309 ménages en France ont choisi d'abandonner le tarif réglementé de l'opérateur historique, EDF, pour se tourner vers d'autres fournisseurs, comme la réglementation leur en donne la possibilité depuis le 1er Juillet. C'est maigre, même si en cette période de l'année, les préoccupations peuvent être d'un autre ordre.
C'est même surprenant, alors que tant de voix se sont prononcées en faveur du libéralisme et de la concurrence partout.
Mais celà manifeste d'un certain bon sens, quand on sait que les tarifs d'EDF sont les plus bas d'europe, et qu'on voit comment les prix ont augmenté partout où il y a eu libéralisation. Dire que certains croyaient que la liberté n'a de prix !
Je trouve scandaleux, par ailleurs, que des propriétaires puissent se trouver engagés par le choix de leur locataire. En effet, c'est la notion de lieu de livraison, c'est à dire le logement, qui détermine l'inéluctabilité de la sortie du tarif réglementé, et non la responsabilité de celui qui en a pris la décision. Autrement dit, c'est le locataire qui choisit son fournisseur, décision qui engage le propriétaire, même après le départ du premier. Si celui-ci a choisi , par exemple Poweo, le propriétaire ne pourra jamais plus bénéficier du tarif réglementé, s'il décide, pourquoi pas , de réoccuper le logement pour lui-même ou pour un de ses parents, et même pour un autre locataire. Cette situation est une atteinte à la libre jouissance d'un bien, au droit de propriété, et peut tout à fait nuire à la valeur ou l'attractivité d'un logement en cas de vente, ou de recherche de nouveau locataire.

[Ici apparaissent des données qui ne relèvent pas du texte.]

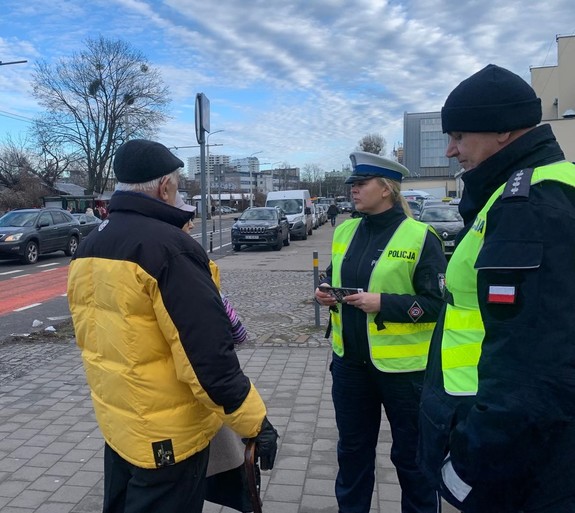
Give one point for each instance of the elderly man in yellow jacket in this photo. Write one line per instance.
(156, 344)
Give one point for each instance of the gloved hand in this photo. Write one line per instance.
(267, 445)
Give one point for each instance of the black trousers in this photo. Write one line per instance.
(359, 391)
(178, 488)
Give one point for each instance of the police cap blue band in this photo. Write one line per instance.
(368, 170)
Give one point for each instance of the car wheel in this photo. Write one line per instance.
(71, 247)
(30, 253)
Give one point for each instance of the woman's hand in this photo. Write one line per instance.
(369, 302)
(324, 298)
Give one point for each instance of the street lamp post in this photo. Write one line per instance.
(209, 198)
(251, 179)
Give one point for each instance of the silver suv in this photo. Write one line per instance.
(28, 233)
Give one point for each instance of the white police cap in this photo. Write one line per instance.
(368, 165)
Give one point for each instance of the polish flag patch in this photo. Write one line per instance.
(503, 294)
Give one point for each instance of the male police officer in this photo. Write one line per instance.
(498, 407)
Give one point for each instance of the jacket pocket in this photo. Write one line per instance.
(510, 255)
(435, 423)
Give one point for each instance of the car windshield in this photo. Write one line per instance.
(289, 206)
(445, 215)
(259, 215)
(18, 219)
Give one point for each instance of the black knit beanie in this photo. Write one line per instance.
(492, 100)
(140, 161)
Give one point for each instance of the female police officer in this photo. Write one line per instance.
(380, 337)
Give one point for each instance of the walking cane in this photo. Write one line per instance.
(253, 475)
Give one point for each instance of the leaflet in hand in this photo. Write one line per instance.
(340, 292)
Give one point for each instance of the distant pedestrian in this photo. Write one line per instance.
(332, 212)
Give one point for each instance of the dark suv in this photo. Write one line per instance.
(28, 233)
(261, 226)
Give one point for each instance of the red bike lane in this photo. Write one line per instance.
(23, 291)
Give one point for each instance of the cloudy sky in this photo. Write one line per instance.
(298, 82)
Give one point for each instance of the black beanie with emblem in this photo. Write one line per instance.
(140, 161)
(492, 100)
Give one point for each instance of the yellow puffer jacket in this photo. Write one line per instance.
(155, 337)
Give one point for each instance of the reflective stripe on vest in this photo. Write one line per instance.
(400, 347)
(463, 329)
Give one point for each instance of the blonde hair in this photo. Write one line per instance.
(396, 197)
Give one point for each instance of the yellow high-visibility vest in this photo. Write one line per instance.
(400, 347)
(463, 330)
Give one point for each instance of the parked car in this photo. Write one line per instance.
(322, 213)
(87, 223)
(446, 221)
(257, 226)
(415, 207)
(28, 233)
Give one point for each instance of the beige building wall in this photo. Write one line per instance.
(555, 85)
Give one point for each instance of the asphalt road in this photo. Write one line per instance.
(33, 297)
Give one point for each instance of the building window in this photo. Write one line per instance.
(432, 143)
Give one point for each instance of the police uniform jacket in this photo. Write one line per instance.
(372, 236)
(155, 338)
(512, 443)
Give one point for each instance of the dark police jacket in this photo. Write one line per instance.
(513, 443)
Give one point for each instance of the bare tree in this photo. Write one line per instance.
(372, 143)
(14, 163)
(95, 100)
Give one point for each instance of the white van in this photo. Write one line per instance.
(297, 207)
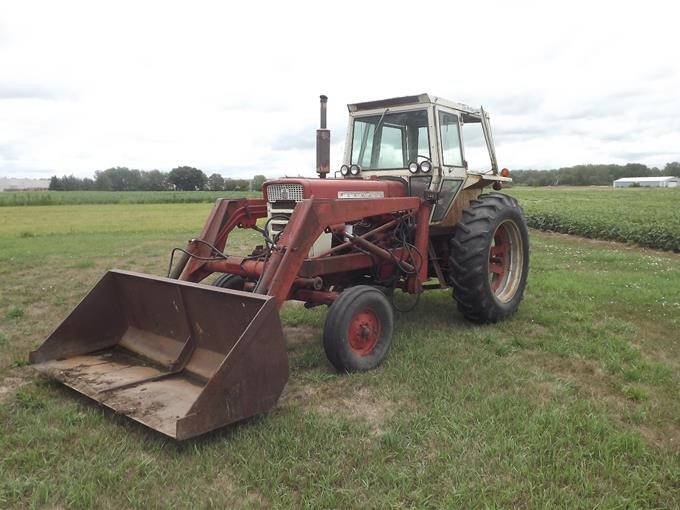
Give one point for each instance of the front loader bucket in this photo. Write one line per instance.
(179, 357)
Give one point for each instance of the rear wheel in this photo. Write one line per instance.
(230, 281)
(490, 258)
(358, 329)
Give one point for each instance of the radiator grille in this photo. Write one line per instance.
(292, 192)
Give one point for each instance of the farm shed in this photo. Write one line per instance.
(648, 182)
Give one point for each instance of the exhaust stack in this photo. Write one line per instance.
(323, 143)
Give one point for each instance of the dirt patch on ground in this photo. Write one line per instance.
(224, 484)
(361, 405)
(296, 336)
(356, 403)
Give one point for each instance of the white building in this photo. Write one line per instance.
(648, 182)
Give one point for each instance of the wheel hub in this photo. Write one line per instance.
(364, 332)
(505, 258)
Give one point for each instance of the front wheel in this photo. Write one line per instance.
(358, 329)
(490, 258)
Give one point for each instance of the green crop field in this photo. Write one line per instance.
(14, 198)
(643, 216)
(572, 402)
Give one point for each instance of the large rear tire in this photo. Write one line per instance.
(489, 258)
(358, 330)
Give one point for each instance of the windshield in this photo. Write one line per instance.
(390, 140)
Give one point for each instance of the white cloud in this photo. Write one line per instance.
(233, 87)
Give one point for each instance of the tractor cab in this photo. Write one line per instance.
(421, 140)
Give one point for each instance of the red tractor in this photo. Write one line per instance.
(405, 215)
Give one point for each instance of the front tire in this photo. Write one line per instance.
(358, 330)
(490, 258)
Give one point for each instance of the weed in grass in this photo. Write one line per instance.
(83, 264)
(14, 312)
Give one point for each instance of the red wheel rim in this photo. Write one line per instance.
(364, 332)
(499, 257)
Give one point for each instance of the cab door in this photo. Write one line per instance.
(452, 161)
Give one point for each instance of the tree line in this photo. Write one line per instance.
(590, 175)
(183, 178)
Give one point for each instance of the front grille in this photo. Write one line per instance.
(292, 192)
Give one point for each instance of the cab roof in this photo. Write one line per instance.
(408, 100)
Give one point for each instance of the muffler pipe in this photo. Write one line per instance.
(323, 143)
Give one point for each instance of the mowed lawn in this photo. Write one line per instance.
(573, 402)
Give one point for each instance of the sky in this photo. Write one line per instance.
(233, 87)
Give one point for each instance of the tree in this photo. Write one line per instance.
(187, 178)
(215, 182)
(257, 182)
(672, 169)
(153, 180)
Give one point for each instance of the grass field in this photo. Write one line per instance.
(571, 403)
(15, 198)
(644, 216)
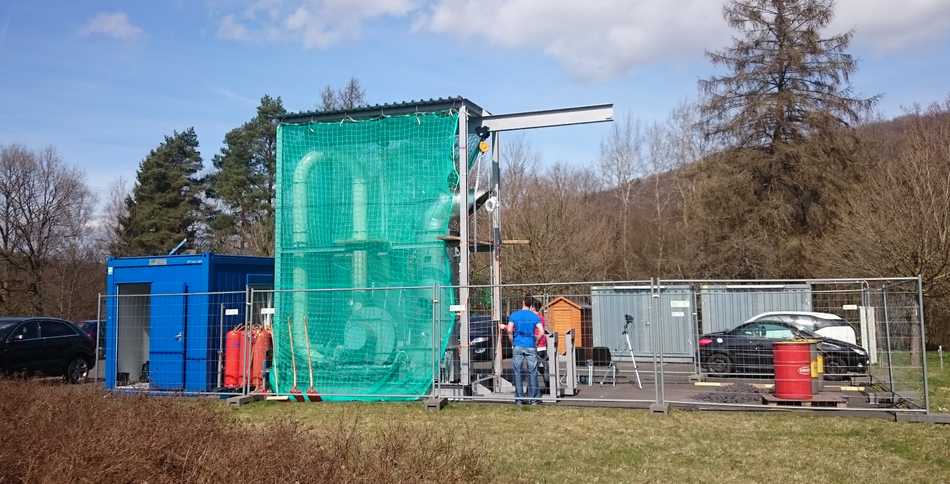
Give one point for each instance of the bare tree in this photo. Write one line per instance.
(622, 165)
(350, 96)
(785, 82)
(112, 239)
(45, 210)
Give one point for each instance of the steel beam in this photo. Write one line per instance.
(543, 119)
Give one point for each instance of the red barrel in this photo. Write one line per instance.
(234, 359)
(793, 369)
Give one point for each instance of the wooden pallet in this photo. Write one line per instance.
(814, 401)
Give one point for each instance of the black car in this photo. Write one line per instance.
(47, 346)
(748, 347)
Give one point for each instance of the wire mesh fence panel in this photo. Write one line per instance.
(856, 344)
(897, 332)
(168, 341)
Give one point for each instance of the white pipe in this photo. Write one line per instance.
(301, 211)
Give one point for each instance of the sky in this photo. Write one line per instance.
(105, 81)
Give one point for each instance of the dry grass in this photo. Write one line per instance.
(564, 444)
(53, 433)
(60, 433)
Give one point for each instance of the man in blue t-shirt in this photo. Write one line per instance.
(524, 330)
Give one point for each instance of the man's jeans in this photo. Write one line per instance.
(520, 355)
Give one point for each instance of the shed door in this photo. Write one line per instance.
(166, 365)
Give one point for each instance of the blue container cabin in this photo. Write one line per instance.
(166, 316)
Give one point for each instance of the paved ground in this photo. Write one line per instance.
(683, 388)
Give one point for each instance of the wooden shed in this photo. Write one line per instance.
(564, 315)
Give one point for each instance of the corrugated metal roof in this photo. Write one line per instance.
(389, 109)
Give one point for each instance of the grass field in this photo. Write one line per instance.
(51, 432)
(561, 444)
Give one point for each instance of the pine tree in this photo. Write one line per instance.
(163, 207)
(243, 184)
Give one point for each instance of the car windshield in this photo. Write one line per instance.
(5, 327)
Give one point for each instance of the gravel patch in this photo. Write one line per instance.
(733, 393)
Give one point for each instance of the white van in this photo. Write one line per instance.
(825, 324)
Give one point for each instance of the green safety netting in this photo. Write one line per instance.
(360, 207)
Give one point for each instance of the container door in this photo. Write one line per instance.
(166, 365)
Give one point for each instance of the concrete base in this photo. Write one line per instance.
(660, 409)
(435, 403)
(245, 399)
(941, 418)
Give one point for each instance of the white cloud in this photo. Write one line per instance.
(231, 95)
(231, 29)
(593, 40)
(115, 25)
(887, 26)
(313, 23)
(602, 39)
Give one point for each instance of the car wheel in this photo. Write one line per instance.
(719, 363)
(835, 368)
(76, 370)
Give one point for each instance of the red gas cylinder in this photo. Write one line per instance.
(234, 358)
(260, 353)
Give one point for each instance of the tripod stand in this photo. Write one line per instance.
(626, 337)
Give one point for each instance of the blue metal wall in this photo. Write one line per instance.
(186, 297)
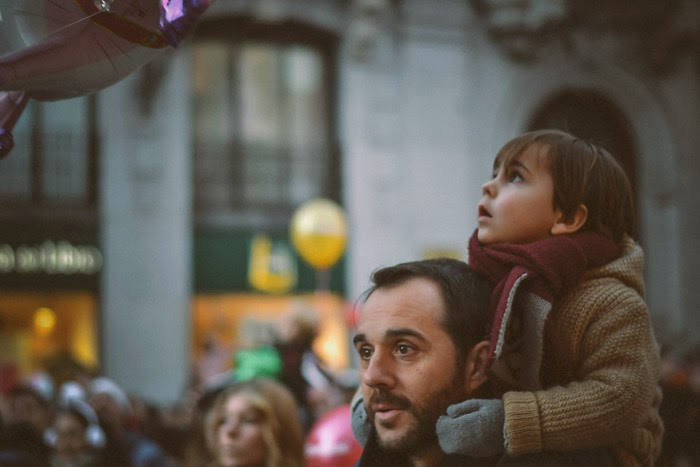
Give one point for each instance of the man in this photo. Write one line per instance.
(421, 339)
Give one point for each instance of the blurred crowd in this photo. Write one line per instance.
(275, 405)
(680, 407)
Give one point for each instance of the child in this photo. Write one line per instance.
(572, 343)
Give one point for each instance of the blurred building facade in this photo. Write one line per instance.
(393, 108)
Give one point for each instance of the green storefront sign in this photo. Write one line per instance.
(222, 260)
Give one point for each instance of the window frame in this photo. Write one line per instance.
(238, 29)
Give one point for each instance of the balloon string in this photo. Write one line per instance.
(66, 26)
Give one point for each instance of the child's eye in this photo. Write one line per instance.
(515, 177)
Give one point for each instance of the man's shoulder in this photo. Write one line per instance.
(455, 460)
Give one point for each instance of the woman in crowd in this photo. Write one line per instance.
(255, 423)
(75, 436)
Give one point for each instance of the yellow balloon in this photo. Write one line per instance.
(319, 232)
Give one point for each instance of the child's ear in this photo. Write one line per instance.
(477, 362)
(563, 226)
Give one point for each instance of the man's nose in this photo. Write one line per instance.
(379, 372)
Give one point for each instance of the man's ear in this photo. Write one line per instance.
(563, 226)
(477, 362)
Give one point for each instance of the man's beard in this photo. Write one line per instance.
(419, 434)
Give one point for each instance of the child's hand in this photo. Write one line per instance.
(473, 428)
(361, 426)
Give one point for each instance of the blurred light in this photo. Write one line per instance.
(44, 320)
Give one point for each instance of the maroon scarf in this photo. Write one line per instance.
(543, 271)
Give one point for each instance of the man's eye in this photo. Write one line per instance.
(365, 353)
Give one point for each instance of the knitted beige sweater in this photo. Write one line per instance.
(609, 395)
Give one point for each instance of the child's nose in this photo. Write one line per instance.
(489, 188)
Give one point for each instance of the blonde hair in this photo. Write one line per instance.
(282, 430)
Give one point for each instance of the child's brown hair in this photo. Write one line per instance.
(583, 173)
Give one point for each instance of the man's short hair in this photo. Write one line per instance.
(465, 294)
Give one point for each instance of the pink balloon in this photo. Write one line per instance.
(70, 48)
(330, 442)
(11, 106)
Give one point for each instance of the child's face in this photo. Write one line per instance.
(517, 203)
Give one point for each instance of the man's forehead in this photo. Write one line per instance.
(414, 306)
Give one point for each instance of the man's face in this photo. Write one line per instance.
(408, 366)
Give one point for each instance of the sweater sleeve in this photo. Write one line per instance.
(611, 384)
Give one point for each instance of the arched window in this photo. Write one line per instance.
(263, 119)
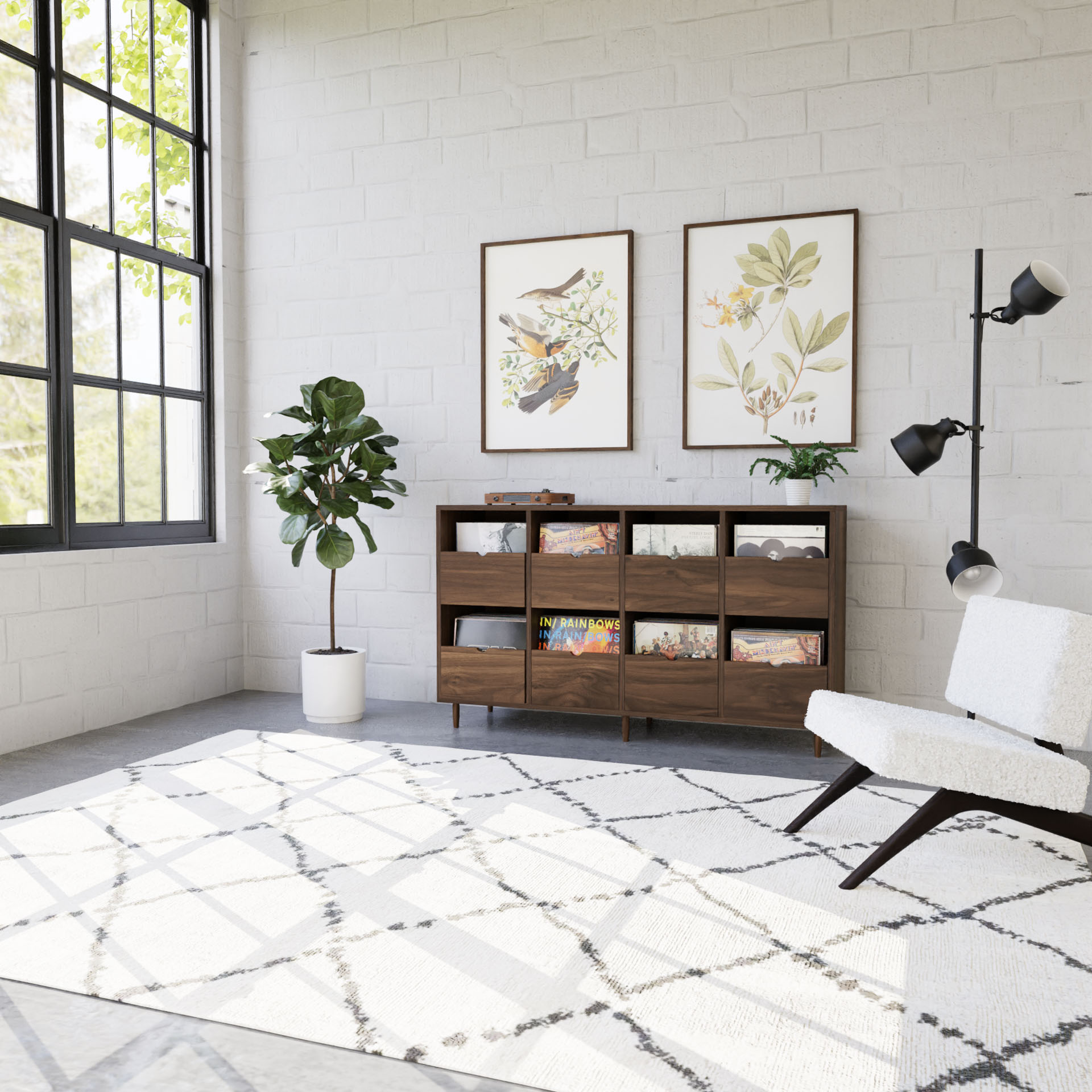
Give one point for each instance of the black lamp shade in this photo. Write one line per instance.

Il me semble que des parlementaires devraient se saisir de la mauvaise manière faite ainsi à nombre de petits propriétaires, qui ne souhaitent pas que leur logement locatif sortent de l'éligibilité au tarif réglementé, du moins tant que celui-ci existera...
Les choses ne peuvent pas rester en l'état: il faut que la décision d'un locataire n'engage que lui, ce qui est sa liberté, et que le choix qu'il fera puisse être réversible pour le propriétaire ou le locataire suivant.

Il peut y avoir danger de recours du propriétaire contre son locataire à sa sortie.ce qui devrait inciter les locataires à ne pas changer de fournisseur,de plus il conviendra d'examiner la possibilité pour le propriétaire d'imposer dans le bail l'interdiction de changer de fournisseur d'énergie,les Tribunaux seront certainement amenés à se prononcer sur ces points de Droit.
Comme on peut le constater la soi-disant libéralisation des services ne profitera qu'aux grandes sociétés de distribution.
Rédigé par : Robert | 11/07/2007 à 09:12
Tu es le premier à évoquer ce problème. Je suis très inquiète, je n'avais pas compris, je croyais aussi que cela pouvait être une décision du propriétaire dans un immeuble par exemple. Je suis locataire, si je change cela va encore réduire les possiblités de trouver un logement (il faudra s'enquérir de qui fourni l'électricité avant de signer le bail). Plus qu'une atteinte au droit de propriété n'est-ce pas une atteinte aux libertés individuelles? n'est-ce pas encore prendre en otage les gens qui cherche à se loger? (qui devront encore plus accepter nimporte quoi pour pouvoir se loger?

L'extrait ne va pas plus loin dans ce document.